The even-money favourite, who had drifted from a morning 4-7, slipped on landing at the first, but thereafter vaulted with trademark nimbleness and accuracy. The last of the attributes to go will be his jumping. In between the obstacles, Best Mate's hooves looked permanently attached to the turf. It was not the action of a soft-ground horse.

Jim Culloty, his jockey, tried to find the better ground in the middle of the straight first time around, but it was a fruitless search. His partner did not look as though he was hating the surface but that was an illusion. "He tried his heart out," the jockey reported. "Throughout the whole of the race it [the ground] just sapped his energy."

Culloty was trying to save the battery, but could feel the horse draining beneath him. Three out, his partner went hollow. Best Mate and Beef Or Salmon came together. Battle was joined, but then, almost immediately, battle was over. We are not used to seeing Best Mate get left behind, and if Rule Supreme had not capsized at the last we might have witnessed a sight never before seen. However, the tall horse's record of not being out of the first two remains intact after his 21st outing.

At the line, with Best Mate seven lengths behind Beef Or Salmon, Paul Carberry on the winner recognised the moment by leaning back in the saddle and waving Best Mate on. It was perhaps not the most thoughtful of gestures, but it did encapsulate the jockey's elation here in panto season. Carberry had hacked down the beanstalk. He later apologised for movements "which could have been considered unsporting and unnecessary", and was cautioned by the stewards.

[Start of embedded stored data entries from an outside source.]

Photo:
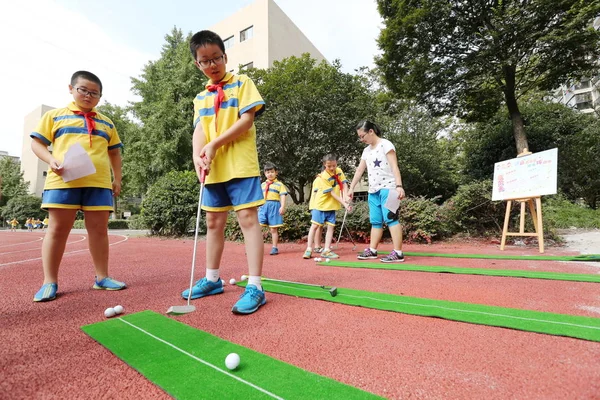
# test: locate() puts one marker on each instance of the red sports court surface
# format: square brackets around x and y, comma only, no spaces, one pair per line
[44,353]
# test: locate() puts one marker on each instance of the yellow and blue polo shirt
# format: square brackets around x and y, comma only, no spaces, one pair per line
[239,158]
[61,128]
[276,190]
[323,185]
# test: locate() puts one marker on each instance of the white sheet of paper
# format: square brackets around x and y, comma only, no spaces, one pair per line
[77,164]
[392,203]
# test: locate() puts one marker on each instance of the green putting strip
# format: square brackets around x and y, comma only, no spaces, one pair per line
[190,364]
[583,257]
[559,276]
[587,328]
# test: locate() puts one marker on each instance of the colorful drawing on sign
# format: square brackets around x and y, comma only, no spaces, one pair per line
[529,176]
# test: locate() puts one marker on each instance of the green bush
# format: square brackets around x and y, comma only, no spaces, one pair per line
[471,210]
[422,220]
[560,213]
[136,222]
[170,205]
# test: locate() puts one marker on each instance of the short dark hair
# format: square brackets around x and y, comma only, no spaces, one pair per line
[329,157]
[367,125]
[269,166]
[85,75]
[203,38]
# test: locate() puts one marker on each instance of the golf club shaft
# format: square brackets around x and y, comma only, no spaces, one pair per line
[202,178]
[342,228]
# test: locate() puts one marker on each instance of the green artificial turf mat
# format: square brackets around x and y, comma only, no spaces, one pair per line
[559,276]
[188,363]
[587,328]
[583,257]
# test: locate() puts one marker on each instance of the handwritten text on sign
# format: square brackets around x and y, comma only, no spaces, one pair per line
[527,176]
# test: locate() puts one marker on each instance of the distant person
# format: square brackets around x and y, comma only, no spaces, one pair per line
[379,159]
[327,188]
[271,213]
[224,143]
[78,122]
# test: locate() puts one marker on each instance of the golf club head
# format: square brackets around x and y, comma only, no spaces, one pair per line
[180,310]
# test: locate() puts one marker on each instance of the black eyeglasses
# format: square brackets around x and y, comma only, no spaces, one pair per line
[85,92]
[217,61]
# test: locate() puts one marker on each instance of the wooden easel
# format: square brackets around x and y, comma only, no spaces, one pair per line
[536,215]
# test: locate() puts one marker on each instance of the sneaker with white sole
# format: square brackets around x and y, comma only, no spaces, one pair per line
[46,293]
[393,257]
[368,254]
[249,301]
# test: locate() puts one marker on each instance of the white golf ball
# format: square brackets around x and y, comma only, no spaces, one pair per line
[232,361]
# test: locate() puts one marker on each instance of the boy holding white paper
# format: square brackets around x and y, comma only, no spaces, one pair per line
[385,190]
[88,185]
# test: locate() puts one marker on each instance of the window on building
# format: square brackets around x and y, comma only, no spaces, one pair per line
[246,34]
[228,42]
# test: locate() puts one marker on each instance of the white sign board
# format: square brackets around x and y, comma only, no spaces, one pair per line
[528,176]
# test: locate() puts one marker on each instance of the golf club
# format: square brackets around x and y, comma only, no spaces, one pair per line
[350,235]
[332,290]
[341,229]
[178,310]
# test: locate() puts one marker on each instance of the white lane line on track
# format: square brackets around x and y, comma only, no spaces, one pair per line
[65,254]
[37,248]
[450,309]
[18,244]
[203,361]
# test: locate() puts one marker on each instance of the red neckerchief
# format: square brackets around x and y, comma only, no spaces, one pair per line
[218,98]
[89,121]
[339,182]
[267,188]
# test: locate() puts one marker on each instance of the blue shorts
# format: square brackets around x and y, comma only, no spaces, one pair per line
[268,214]
[323,217]
[378,214]
[236,194]
[86,199]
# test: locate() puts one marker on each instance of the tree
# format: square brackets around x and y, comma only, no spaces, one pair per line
[470,56]
[426,154]
[311,110]
[167,87]
[12,183]
[550,125]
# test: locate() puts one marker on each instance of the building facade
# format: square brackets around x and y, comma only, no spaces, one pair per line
[259,34]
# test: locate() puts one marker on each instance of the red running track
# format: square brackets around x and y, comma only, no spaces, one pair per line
[45,355]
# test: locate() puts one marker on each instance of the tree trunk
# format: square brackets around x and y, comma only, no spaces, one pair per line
[513,110]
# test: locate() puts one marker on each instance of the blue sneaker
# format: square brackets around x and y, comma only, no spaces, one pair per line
[108,283]
[204,287]
[47,292]
[249,301]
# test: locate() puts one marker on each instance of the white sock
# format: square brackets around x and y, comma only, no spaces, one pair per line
[212,274]
[255,280]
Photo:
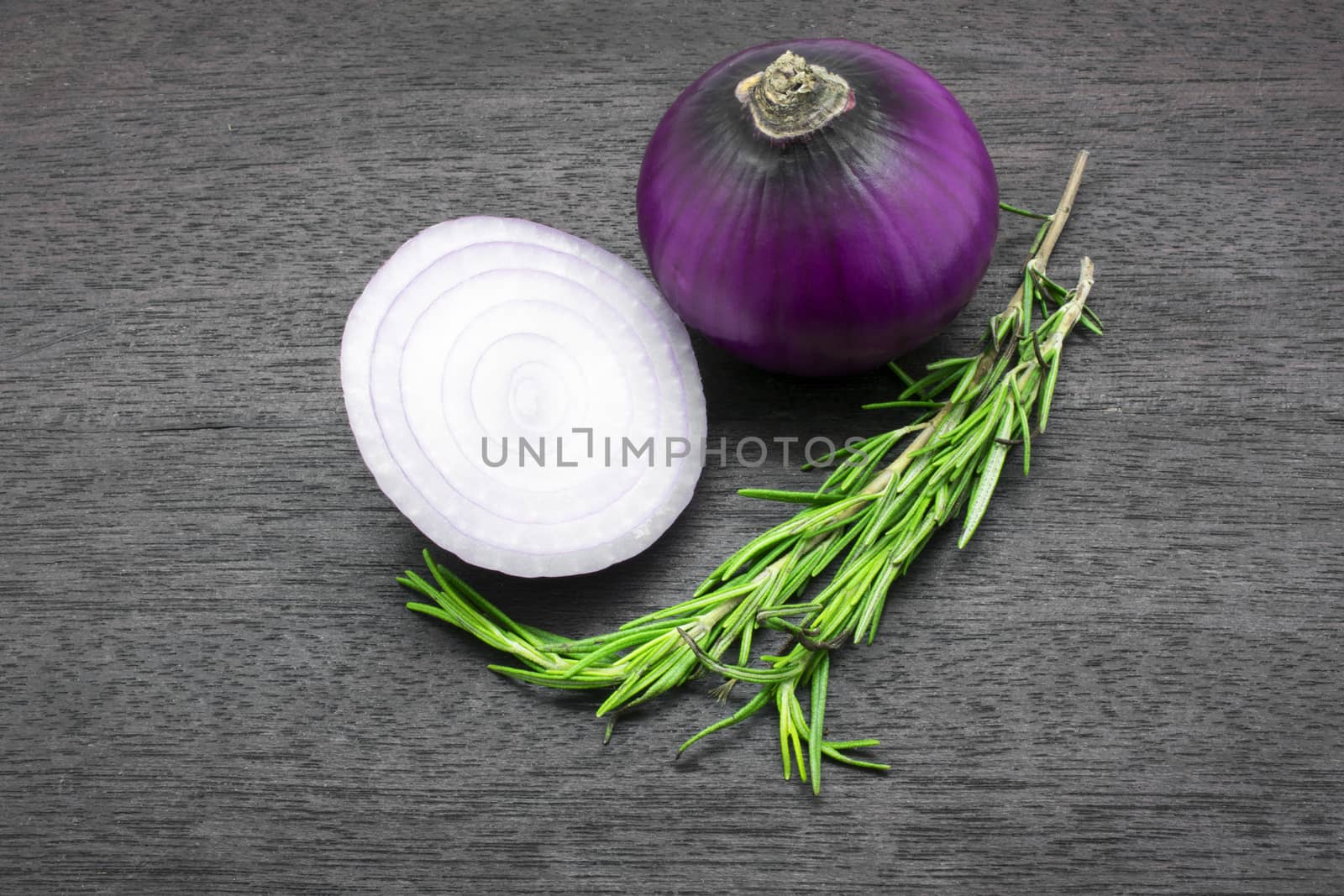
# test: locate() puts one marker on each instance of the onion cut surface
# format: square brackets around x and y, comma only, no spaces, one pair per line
[526,398]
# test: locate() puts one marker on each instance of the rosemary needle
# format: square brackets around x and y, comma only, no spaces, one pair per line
[866,526]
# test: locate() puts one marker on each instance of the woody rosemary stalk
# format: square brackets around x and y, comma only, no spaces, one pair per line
[864,528]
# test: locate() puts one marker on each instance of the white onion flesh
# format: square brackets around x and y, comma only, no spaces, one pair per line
[506,329]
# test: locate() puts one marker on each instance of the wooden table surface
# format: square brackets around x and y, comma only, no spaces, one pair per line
[1128,683]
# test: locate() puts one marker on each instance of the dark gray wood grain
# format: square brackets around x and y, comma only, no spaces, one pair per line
[1128,683]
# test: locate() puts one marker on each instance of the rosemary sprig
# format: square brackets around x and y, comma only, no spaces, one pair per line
[864,528]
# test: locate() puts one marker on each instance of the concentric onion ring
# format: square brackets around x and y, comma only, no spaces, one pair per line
[528,399]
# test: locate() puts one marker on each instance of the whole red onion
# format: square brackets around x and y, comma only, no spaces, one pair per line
[817,207]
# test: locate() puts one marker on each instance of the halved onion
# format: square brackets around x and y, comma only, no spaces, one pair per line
[528,399]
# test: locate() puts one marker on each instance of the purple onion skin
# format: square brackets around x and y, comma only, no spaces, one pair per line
[827,254]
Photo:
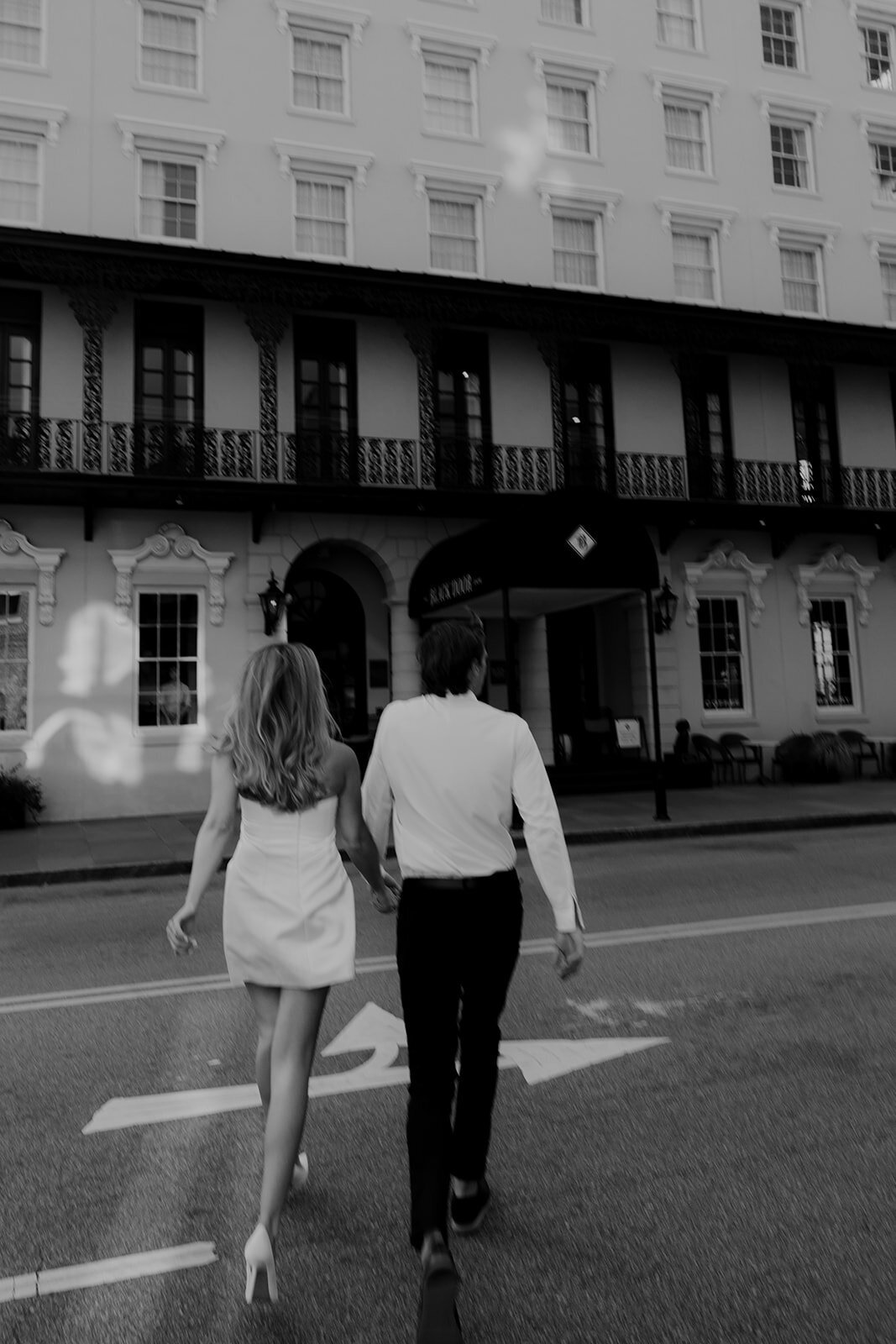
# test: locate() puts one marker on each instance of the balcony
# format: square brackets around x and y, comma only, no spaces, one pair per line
[181,454]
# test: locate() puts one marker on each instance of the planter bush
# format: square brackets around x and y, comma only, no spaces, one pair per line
[815,759]
[20,799]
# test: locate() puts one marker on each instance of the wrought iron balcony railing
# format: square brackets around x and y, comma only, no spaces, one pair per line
[129,450]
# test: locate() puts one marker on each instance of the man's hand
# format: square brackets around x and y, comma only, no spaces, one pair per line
[570,953]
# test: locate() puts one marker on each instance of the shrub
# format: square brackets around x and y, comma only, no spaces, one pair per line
[19,796]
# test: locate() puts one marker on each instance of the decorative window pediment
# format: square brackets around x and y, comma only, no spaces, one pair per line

Michael Hourigan, Beef Or Salmon's trainer, said: "He's justified my belief in him. From seven down I knew he would win if he stood up. He's all the gears and so much class it's unbelievable. You'll see a different horse again at Cheltenham. If we get a clear run from here there's a deal of improvement."

In a difficult nine months, Best Mate has gone from Arkle's natural successor in the wake of his third Blue Riband to, on official figures, being the fifth best chaser in training. In less than three months' time will come definitive evidence if he can still cut it. That will have taken quite a bit out of him, but the horse is back with us in one piece," Knight said. "He deserves to fight again. Given the right ground, which they usually have at Cheltenham, he'll be a different horse.

"I've always thought Beef Or Salmon was a good horse and maybe everything was wrong with him last year. He'll be one to contend with in March, but I think we'd beat him again on good ground. If it is coming to an end, it was not a bad run, was it?"